In the coming weeks, we expect the discussion over how and when to lift the debt ceiling to come to the forefront. With tax collections coming in below expectations and, by our estimate, the federal budget deficit exceeding last year’s level, all signs point to the need for Congress to lift the debt ceiling by the first or second week in September. This estimate, however, is subject to change depending on tax and spending data in the coming months. While it is true that the deadline is some way off, the complication stems from the fact that Congress is not in session the entire month of August and does not return until September 5. Thus, we expect that Congress will act before the August recess to alleviate the need to rapidly address the issue upon their return.

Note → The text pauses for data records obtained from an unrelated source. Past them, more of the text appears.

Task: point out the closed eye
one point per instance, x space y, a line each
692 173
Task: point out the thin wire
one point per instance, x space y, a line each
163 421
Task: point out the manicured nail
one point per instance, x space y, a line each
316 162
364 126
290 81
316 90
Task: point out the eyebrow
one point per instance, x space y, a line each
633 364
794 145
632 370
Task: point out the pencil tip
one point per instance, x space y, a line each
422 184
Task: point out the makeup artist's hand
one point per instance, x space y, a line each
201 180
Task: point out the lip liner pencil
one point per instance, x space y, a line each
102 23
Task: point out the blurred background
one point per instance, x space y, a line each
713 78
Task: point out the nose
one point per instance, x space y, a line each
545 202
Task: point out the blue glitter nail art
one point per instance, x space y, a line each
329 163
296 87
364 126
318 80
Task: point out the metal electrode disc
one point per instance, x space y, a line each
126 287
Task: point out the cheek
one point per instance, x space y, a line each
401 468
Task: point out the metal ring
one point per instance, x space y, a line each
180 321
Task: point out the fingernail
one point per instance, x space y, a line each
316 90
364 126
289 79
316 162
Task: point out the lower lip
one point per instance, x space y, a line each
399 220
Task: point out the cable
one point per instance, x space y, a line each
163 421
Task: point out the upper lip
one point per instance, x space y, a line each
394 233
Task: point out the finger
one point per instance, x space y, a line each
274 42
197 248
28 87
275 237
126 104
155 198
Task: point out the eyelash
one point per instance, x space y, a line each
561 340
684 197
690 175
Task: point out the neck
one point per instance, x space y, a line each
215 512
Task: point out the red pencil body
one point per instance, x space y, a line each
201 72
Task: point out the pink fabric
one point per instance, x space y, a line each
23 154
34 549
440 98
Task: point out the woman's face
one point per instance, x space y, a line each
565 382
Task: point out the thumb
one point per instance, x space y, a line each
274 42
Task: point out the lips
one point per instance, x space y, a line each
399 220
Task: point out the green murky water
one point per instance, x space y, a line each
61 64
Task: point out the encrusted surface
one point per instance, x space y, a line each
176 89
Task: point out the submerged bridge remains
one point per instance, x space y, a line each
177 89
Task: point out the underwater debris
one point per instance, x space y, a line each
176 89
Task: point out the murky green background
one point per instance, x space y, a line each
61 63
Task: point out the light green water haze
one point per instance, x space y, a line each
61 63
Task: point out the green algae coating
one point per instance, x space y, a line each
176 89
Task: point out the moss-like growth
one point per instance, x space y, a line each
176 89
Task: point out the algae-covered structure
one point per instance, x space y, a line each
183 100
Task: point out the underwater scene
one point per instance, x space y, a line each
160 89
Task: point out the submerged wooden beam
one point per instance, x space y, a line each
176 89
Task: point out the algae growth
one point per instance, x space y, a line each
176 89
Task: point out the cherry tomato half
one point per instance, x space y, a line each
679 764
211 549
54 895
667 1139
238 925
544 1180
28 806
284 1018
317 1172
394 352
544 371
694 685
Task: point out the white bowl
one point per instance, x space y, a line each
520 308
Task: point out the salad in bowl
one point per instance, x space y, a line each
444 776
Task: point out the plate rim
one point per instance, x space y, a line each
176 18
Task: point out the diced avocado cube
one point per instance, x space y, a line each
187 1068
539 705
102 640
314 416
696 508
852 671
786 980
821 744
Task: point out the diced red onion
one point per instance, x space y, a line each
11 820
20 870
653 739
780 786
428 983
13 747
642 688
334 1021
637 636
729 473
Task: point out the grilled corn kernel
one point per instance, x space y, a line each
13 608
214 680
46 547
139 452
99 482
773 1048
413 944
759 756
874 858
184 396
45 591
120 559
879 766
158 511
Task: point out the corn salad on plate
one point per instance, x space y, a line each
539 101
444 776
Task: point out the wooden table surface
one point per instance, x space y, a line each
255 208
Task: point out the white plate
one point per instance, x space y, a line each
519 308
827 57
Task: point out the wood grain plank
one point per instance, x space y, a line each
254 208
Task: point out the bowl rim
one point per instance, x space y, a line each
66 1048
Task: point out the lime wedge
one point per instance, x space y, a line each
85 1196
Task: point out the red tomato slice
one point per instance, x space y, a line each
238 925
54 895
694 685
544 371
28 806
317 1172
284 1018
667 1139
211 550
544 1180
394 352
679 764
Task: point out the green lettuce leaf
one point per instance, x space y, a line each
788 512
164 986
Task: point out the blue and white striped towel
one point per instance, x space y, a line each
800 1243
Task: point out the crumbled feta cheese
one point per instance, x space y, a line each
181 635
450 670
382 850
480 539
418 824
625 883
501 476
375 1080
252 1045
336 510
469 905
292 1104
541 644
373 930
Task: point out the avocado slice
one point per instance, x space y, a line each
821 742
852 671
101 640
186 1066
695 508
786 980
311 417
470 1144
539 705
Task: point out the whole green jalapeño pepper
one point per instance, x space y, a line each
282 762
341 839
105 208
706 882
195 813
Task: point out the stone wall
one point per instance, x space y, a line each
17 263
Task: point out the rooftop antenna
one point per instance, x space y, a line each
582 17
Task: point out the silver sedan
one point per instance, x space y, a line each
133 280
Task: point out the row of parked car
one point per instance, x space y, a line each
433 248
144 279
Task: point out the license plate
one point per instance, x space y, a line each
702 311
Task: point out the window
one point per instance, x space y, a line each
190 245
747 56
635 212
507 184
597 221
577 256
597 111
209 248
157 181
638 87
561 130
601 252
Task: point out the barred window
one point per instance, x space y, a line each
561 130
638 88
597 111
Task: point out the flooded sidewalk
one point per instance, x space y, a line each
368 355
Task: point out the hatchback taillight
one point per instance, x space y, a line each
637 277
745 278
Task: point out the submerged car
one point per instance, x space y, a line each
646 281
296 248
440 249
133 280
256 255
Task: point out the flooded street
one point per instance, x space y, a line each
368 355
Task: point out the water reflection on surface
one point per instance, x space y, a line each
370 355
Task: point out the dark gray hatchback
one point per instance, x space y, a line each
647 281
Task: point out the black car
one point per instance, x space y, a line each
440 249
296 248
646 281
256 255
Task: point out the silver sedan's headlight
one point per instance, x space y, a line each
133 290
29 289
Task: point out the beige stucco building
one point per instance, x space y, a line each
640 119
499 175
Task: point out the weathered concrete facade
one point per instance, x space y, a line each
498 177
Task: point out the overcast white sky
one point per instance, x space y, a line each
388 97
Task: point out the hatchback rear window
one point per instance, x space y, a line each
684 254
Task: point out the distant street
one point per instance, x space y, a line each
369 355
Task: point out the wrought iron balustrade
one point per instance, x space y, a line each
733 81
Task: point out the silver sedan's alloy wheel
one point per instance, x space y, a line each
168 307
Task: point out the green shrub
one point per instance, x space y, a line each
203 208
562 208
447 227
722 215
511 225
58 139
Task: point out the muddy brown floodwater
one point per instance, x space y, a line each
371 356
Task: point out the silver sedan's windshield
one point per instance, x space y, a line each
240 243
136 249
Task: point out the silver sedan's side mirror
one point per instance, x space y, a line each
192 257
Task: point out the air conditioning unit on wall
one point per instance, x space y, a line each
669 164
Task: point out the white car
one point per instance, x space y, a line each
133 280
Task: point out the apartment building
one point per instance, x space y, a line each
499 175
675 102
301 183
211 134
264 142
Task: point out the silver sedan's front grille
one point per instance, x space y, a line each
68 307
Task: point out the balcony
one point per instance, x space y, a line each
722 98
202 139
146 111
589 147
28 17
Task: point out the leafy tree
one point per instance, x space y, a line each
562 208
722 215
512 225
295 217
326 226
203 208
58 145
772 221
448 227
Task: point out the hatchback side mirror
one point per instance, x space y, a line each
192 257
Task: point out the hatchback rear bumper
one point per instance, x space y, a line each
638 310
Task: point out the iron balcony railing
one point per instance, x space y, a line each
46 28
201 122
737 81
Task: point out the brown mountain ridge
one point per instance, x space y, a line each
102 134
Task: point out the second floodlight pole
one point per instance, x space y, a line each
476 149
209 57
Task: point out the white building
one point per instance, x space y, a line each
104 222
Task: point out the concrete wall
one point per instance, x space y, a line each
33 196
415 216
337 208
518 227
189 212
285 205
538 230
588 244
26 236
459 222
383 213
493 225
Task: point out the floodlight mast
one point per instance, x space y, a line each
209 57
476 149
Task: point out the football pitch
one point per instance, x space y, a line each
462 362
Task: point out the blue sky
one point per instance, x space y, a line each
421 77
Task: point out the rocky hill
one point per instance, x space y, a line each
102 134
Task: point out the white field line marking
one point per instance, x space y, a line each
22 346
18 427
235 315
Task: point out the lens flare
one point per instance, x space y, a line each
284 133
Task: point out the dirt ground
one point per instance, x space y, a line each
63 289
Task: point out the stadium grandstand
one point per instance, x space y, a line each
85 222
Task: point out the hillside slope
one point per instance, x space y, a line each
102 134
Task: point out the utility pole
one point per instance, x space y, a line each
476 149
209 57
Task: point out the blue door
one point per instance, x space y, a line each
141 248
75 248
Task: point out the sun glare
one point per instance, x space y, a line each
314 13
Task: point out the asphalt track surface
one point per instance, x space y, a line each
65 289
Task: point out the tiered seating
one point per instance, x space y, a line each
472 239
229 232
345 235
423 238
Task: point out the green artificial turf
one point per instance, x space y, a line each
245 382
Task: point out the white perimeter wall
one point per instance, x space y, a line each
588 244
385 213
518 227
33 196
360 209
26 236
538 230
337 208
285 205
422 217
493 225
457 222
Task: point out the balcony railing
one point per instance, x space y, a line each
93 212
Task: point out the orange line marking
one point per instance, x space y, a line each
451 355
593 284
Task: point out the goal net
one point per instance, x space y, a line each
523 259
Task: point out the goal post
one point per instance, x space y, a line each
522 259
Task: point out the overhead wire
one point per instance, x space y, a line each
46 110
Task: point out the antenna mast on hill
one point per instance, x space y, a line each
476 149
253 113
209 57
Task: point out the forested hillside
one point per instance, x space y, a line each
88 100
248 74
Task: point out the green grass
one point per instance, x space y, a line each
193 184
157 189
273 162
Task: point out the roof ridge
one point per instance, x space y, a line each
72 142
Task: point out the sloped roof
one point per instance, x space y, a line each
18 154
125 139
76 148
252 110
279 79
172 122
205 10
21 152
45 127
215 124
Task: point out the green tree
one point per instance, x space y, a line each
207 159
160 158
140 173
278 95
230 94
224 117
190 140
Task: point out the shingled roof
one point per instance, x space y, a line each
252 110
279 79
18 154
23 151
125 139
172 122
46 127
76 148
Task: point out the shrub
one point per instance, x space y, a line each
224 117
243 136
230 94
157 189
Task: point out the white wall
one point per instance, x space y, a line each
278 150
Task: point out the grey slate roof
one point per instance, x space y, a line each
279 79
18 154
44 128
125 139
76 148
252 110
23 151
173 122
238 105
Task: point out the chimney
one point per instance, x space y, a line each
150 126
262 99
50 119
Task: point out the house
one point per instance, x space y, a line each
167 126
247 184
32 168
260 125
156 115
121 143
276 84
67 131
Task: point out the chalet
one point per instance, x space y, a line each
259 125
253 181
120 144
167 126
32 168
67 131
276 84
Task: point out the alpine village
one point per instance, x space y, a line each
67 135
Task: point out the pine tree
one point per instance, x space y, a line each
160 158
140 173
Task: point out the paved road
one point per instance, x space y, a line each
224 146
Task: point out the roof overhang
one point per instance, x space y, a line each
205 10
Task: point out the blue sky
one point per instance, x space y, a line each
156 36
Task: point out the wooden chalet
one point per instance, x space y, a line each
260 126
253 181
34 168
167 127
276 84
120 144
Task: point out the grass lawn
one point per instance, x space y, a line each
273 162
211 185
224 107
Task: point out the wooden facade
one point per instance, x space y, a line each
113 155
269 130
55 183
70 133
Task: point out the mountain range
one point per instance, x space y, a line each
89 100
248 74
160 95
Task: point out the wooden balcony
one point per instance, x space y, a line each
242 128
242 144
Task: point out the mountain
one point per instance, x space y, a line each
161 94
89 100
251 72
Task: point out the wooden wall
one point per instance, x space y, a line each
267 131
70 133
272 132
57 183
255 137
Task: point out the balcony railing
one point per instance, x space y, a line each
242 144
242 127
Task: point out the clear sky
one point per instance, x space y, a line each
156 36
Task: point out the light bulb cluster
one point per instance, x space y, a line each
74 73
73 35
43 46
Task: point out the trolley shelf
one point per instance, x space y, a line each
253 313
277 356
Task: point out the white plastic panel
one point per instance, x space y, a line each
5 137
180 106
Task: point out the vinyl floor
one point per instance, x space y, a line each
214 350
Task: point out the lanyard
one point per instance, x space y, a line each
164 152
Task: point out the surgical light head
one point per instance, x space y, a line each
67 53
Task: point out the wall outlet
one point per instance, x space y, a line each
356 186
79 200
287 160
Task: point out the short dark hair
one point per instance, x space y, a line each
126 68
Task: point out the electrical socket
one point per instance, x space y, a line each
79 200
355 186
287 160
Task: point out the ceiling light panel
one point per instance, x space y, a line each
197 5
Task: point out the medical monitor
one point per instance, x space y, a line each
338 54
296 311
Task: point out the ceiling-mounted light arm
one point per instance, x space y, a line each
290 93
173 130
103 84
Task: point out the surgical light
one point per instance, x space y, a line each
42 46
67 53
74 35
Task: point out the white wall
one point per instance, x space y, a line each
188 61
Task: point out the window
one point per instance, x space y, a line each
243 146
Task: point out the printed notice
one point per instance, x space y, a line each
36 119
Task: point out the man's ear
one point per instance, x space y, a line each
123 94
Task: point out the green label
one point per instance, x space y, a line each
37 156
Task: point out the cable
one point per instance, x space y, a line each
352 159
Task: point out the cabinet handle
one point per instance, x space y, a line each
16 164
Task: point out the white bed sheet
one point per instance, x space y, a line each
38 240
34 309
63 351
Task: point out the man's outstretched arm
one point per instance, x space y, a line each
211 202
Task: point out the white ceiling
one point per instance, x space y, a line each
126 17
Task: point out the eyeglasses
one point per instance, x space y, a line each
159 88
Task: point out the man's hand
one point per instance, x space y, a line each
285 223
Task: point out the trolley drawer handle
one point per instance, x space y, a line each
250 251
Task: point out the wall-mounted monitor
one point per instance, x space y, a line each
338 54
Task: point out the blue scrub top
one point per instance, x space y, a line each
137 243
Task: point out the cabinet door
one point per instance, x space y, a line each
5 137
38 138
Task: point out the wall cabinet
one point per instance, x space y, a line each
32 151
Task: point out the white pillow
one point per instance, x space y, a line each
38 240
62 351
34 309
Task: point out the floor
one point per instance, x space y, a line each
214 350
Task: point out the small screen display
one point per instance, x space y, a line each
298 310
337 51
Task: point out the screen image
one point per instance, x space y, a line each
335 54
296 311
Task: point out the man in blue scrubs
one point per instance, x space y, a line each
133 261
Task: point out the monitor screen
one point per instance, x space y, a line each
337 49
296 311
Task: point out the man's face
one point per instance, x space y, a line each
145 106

It is important to note that, if Congress fails to lift the debt limit before they leave for recess, it does not automatically spell disaster. We suspect there will at least be a few days upon their return to lift the borrowing limit. This roll-of-the-dice approach would carry a high-level of risk, however, which we expect Congress will strive to avoid. In our view, Congress will pass a "clean" debt ceiling suspension given that bipartisan support will be needed in the Senate and most likely in the House of Representatives.

Beyond the debt ceiling debate, the Senate continues its work on a framework to repeal and replace the Affordable Care Act, which is eating into the legislative timeline for a number of other tasks that need to be completed. Congress still needs to pass a fiscal year 2018 budget resolution, but this can only be accomplished after they have finished work on the Affordable Care Act replacement, which is tied to the FY 2017 budget resolution. There are multiple other issues that need to be addressed before September 30, including a bill to fund the government beyond the end of September, which is a separate but related process from the FY 2018 budget resolution. The point is that once Congress returns from August recess, the timeline will be tight and policy uncertainty should remain in place.